Even though it’s not entirely original, “Oculus” is a somewhat masterful blend of horror elements that builds on Stephen King’s “The Shining” and comes up with a terrifying experience likely much too intense for the squeamish. With a tiny budget and a largely unknown cast, writer/director Mike Flanagan reminds us that the best horror films stem from a fairly simple idea and don’t need to have things jump out from around corners to be effective. While horror lovers will likely see the ending coming from a mile away, the ride is much more important than the destination, and “Oculus” ends up a powerful remix of old ghost stories that shows what can be done with little more than a camera and some creative writing.
Oddly enough, just about the worst thing that happens to Tim Russell (Brenton Thwaites) is getting out of a mental institution. Plagued by terrible nightmares that point to a horrific past, Tim believes to have control over his fear and is now ready to reenter the world at the tender age of 21. But even though Tim seems like a shy but normal young man, his will is very quickly tested by his sister Kaylie (Karen Gillan), who picks him up from the front door of the mental institution eager to delve back into the past. She may seem helpful and kind, yet Kaylie might be the last person on the planet that Tim should be hanging around with his newfound freedom.
As Tim plans to slowly get back to a normal life, we start to find bits and pieces of the story that sent him to the mental institution in the first place. Committed for killing his father after watching his mother brutally murdered, Tim could probably use about a 10-year spell sitting on a beach somewhere with a margarita in his hand, but instead his sister plans to bring him back to the scene of the crime to deal with the ugly past that shattered both of their lives. Though Tim is confident that the mental health experts are right, and that he did in fact snap because of a traumatic event, Kaylie is convinced that there is still unfinished business leftover from the night they lost both of their parents.
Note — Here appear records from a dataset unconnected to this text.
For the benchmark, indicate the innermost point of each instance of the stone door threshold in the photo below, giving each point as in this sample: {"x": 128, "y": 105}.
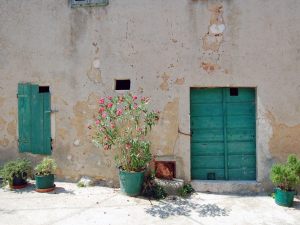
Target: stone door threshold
{"x": 233, "y": 187}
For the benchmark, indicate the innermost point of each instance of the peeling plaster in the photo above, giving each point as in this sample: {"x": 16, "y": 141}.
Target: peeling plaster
{"x": 4, "y": 142}
{"x": 2, "y": 100}
{"x": 165, "y": 134}
{"x": 2, "y": 123}
{"x": 165, "y": 85}
{"x": 209, "y": 67}
{"x": 12, "y": 128}
{"x": 214, "y": 37}
{"x": 94, "y": 75}
{"x": 180, "y": 81}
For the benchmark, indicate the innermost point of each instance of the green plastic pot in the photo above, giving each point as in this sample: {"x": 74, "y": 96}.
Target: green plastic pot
{"x": 284, "y": 198}
{"x": 131, "y": 182}
{"x": 44, "y": 182}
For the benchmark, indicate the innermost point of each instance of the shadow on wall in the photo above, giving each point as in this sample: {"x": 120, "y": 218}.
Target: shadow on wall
{"x": 183, "y": 207}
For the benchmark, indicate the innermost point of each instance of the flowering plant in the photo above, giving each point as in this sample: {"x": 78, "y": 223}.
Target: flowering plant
{"x": 122, "y": 124}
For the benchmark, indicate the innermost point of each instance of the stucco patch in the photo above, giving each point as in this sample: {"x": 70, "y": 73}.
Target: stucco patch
{"x": 285, "y": 139}
{"x": 209, "y": 67}
{"x": 12, "y": 128}
{"x": 2, "y": 123}
{"x": 213, "y": 38}
{"x": 165, "y": 85}
{"x": 1, "y": 101}
{"x": 12, "y": 112}
{"x": 180, "y": 81}
{"x": 84, "y": 111}
{"x": 165, "y": 134}
{"x": 94, "y": 73}
{"x": 4, "y": 142}
{"x": 62, "y": 134}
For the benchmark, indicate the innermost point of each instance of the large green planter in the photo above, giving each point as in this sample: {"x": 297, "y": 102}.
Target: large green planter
{"x": 284, "y": 198}
{"x": 131, "y": 182}
{"x": 44, "y": 182}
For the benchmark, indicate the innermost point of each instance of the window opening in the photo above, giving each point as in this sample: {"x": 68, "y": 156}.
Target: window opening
{"x": 122, "y": 85}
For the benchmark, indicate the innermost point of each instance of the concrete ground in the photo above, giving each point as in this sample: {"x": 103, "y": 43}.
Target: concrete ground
{"x": 69, "y": 204}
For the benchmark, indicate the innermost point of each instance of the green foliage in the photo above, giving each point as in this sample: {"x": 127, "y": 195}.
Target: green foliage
{"x": 286, "y": 176}
{"x": 122, "y": 124}
{"x": 46, "y": 167}
{"x": 80, "y": 184}
{"x": 186, "y": 190}
{"x": 20, "y": 168}
{"x": 153, "y": 190}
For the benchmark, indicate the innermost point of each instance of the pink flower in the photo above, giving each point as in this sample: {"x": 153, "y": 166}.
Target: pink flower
{"x": 121, "y": 99}
{"x": 101, "y": 101}
{"x": 128, "y": 146}
{"x": 119, "y": 112}
{"x": 101, "y": 110}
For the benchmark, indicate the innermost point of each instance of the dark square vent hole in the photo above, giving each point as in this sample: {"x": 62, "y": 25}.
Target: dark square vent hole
{"x": 234, "y": 92}
{"x": 43, "y": 89}
{"x": 122, "y": 85}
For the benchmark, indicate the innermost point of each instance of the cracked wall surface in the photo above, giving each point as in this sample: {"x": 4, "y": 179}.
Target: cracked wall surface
{"x": 164, "y": 47}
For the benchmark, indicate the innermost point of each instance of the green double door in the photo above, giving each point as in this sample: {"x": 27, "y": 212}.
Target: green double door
{"x": 223, "y": 128}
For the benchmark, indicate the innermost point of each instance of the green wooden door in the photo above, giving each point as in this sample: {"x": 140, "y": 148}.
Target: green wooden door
{"x": 34, "y": 119}
{"x": 223, "y": 134}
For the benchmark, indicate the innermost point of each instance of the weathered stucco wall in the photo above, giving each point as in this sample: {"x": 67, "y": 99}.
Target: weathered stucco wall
{"x": 164, "y": 47}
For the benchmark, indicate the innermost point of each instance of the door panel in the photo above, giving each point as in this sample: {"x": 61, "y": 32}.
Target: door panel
{"x": 223, "y": 128}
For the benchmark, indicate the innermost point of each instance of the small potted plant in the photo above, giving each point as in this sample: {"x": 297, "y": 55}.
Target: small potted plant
{"x": 15, "y": 173}
{"x": 286, "y": 177}
{"x": 44, "y": 175}
{"x": 122, "y": 124}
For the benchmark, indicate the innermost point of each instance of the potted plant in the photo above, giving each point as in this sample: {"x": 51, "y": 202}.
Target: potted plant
{"x": 15, "y": 173}
{"x": 286, "y": 177}
{"x": 44, "y": 175}
{"x": 122, "y": 124}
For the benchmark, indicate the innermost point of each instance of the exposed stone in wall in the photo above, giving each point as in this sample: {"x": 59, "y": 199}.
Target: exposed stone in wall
{"x": 165, "y": 134}
{"x": 285, "y": 139}
{"x": 165, "y": 85}
{"x": 180, "y": 81}
{"x": 214, "y": 37}
{"x": 209, "y": 67}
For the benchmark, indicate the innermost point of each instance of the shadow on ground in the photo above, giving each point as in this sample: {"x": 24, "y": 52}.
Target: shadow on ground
{"x": 184, "y": 207}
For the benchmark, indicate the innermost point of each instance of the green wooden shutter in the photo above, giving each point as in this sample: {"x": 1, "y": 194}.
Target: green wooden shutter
{"x": 24, "y": 116}
{"x": 34, "y": 120}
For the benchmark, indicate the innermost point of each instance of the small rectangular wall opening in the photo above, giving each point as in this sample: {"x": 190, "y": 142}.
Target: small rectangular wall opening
{"x": 234, "y": 92}
{"x": 165, "y": 169}
{"x": 122, "y": 84}
{"x": 43, "y": 89}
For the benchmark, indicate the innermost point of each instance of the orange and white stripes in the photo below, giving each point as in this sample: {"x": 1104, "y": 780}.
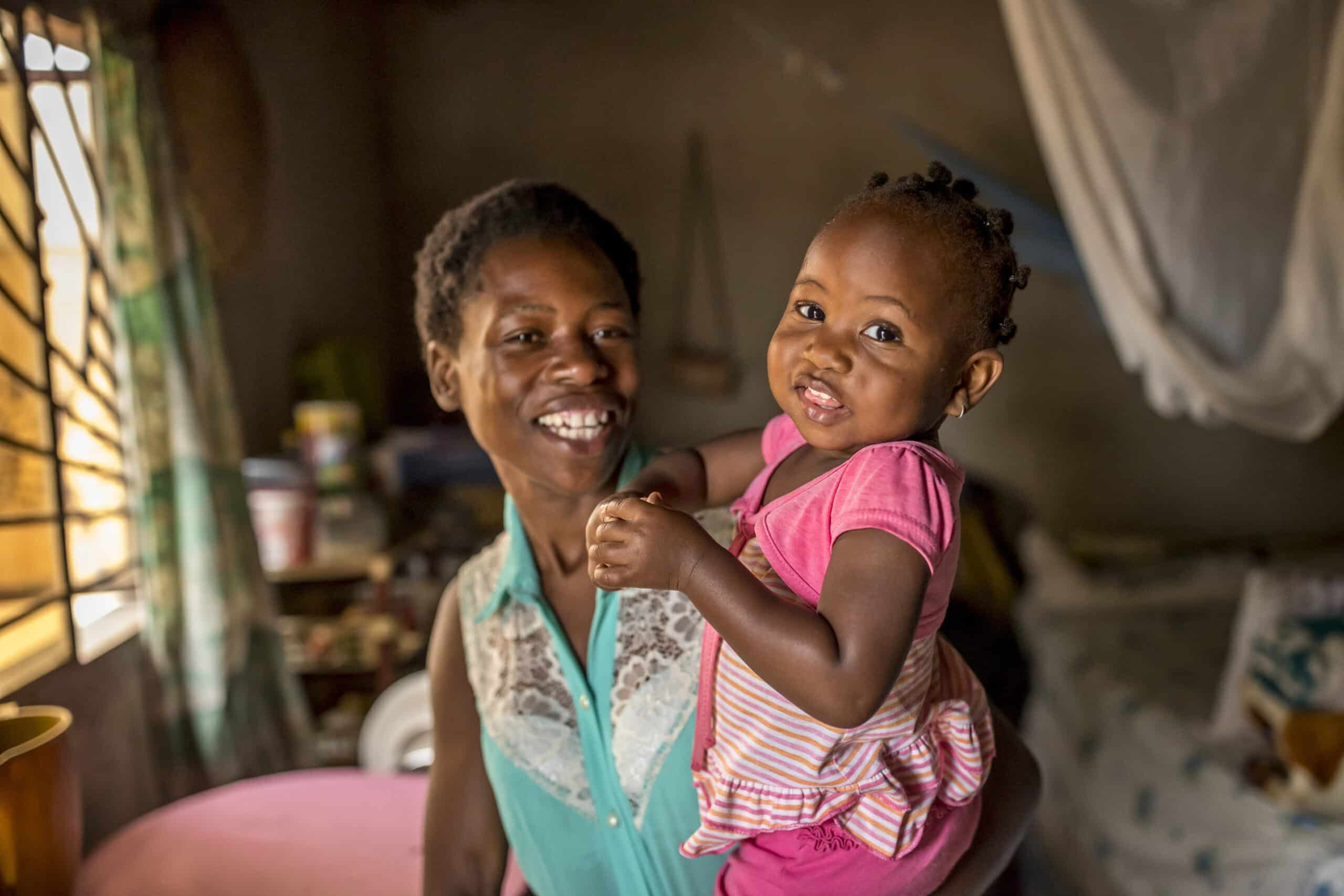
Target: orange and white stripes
{"x": 773, "y": 767}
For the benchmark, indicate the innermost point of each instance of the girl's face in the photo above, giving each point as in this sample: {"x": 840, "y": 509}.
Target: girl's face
{"x": 872, "y": 344}
{"x": 546, "y": 370}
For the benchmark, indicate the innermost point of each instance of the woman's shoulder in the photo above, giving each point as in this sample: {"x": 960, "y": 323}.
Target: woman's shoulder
{"x": 479, "y": 575}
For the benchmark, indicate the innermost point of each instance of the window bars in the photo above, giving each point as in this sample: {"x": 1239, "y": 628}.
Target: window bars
{"x": 68, "y": 566}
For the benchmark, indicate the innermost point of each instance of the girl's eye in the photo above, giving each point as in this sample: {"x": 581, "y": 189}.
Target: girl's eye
{"x": 811, "y": 311}
{"x": 882, "y": 333}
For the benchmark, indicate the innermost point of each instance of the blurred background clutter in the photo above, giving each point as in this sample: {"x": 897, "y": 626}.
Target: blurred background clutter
{"x": 229, "y": 504}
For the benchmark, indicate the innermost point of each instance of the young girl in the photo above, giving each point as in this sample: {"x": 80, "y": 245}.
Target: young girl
{"x": 841, "y": 745}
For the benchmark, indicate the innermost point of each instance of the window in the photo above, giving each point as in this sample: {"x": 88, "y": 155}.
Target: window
{"x": 68, "y": 574}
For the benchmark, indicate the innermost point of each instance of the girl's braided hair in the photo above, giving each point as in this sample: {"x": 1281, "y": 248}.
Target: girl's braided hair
{"x": 978, "y": 236}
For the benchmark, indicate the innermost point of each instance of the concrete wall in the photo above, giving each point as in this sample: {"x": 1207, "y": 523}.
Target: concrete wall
{"x": 601, "y": 97}
{"x": 320, "y": 269}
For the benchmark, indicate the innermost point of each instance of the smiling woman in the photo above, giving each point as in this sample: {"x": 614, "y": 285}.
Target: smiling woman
{"x": 563, "y": 714}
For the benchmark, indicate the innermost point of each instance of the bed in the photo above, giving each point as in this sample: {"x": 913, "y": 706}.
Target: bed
{"x": 1140, "y": 798}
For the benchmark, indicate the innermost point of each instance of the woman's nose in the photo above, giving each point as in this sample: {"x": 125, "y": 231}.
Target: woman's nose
{"x": 579, "y": 362}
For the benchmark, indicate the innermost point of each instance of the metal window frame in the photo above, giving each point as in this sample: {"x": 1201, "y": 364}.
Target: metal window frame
{"x": 39, "y": 22}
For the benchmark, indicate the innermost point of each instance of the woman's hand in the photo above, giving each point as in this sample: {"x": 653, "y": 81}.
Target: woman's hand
{"x": 642, "y": 543}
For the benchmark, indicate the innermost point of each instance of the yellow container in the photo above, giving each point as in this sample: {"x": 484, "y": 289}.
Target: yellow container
{"x": 41, "y": 816}
{"x": 330, "y": 433}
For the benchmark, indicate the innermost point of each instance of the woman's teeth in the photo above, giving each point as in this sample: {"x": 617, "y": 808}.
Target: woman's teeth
{"x": 575, "y": 425}
{"x": 823, "y": 399}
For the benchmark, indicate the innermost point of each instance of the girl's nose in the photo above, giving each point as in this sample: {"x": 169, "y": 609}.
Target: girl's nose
{"x": 579, "y": 362}
{"x": 827, "y": 351}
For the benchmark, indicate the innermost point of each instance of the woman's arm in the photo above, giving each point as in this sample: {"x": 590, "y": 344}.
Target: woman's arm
{"x": 464, "y": 841}
{"x": 1007, "y": 803}
{"x": 838, "y": 664}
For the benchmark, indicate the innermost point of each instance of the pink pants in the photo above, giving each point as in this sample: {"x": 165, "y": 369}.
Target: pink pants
{"x": 823, "y": 859}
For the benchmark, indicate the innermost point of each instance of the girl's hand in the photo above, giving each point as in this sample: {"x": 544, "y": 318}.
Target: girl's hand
{"x": 642, "y": 543}
{"x": 600, "y": 513}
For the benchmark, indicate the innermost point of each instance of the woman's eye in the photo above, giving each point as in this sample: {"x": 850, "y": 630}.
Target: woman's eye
{"x": 811, "y": 311}
{"x": 882, "y": 333}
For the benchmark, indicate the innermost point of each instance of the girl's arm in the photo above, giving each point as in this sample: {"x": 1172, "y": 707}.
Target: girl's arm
{"x": 464, "y": 841}
{"x": 1007, "y": 803}
{"x": 836, "y": 664}
{"x": 707, "y": 476}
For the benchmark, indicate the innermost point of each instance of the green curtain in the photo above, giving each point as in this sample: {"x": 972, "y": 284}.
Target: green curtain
{"x": 227, "y": 707}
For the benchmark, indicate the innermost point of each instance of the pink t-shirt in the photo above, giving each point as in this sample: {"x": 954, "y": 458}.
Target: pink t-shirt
{"x": 905, "y": 488}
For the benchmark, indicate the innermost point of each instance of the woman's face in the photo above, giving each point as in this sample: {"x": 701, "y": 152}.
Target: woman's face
{"x": 546, "y": 368}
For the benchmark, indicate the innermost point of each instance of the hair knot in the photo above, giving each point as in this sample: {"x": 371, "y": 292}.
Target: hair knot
{"x": 1000, "y": 219}
{"x": 940, "y": 174}
{"x": 965, "y": 188}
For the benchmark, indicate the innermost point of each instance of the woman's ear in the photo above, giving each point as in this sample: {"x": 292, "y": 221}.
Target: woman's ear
{"x": 978, "y": 376}
{"x": 443, "y": 376}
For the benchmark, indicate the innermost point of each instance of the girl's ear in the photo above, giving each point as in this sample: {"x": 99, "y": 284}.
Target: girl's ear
{"x": 978, "y": 376}
{"x": 443, "y": 376}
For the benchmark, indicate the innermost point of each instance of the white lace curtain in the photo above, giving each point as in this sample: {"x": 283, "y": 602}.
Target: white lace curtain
{"x": 1196, "y": 148}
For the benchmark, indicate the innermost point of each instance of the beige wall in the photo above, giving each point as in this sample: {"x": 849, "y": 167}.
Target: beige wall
{"x": 320, "y": 267}
{"x": 601, "y": 97}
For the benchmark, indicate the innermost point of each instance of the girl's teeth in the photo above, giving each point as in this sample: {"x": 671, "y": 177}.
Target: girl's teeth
{"x": 822, "y": 398}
To Tim’s shock, Kaylie’s plans revolve around bringing back an allegedly haunted mirror that she believes is responsible for their father losing his marbles. Tim may have literally just walked out of the cuckoo’s nest but soon she has him involved in some sort of amateurish séance meant to lure out the demons hidden in the mirror. More to prove to herself that she didn’t imagine the whole thing than anything else, Kaylie springs an intricate plan to get revenge on the mirror that ruined their lives. It may seem silly enough, and Tim certainly doesn’t believe any of it, but Kaylie is out for vengeance and she doesn’t seem interested in calculating the odds of success.
Of course, viewers that insist on logic will see plenty of holes in her plan right away. On one hand, Kaylie believes that the mirror is responsible for a few dozen deaths, dating back to the 18th century, yet she also believes that she can overcome the supernatural forces because she has a few cameras and some power bars to keep from starving to death.
But even though the plot is a bit silly and Tim should have run out the door screaming from the get-go, “Oculus” benefits from its short-sighted characters – a timeless horror tradition – and before long their world is slowly caving in around them. Moving back and forth between the original incident and present day, “Oculus” cleverly layers the story so that time and space blend together and soon Tim and Kaylie are so sucked into the spell of the mirror that they’ve completely lost sight of reality.
Though other horror films have moved along similar plot points, “Oculus” does a remarkable job of playing with perspective and losing us in the moment, leaving us wondering along with Tim and Kaylie as they delve deeper into the nightmare. “Oculus” may occasionally have a supernatural being pop out of nowhere, but in staying away from most of the usual cheap thrills, it also allows the psychological terror and mystery to build in a way that separates it from most of its peers.
Anyone familiar with either the Stephen King novel or Stanley Kubrick’s horror classic “The Shining” will see plenty of familiar elements, right down to the husband/father slowly getting sucked into the insanity as the rest of the family struggles to believe what they’re seeing. But even with a similar overall story, “Oculus” has a different bag of tricks up its sleeve and kudos go to Flanagan and co-writer Jeff Howard for making a ghost story about a magic mirror as scary as it is. Though the ending is a bit too obvious and abrupt to take “Oculus” to the next level, Flanagan shows that he’s a promising horror director who understands what drives the genre. Certainly not for the faint of heart, “Oculus” is low-budget horror filmmaking at its finest, though leaving logic at the ticket stand is probably for the best.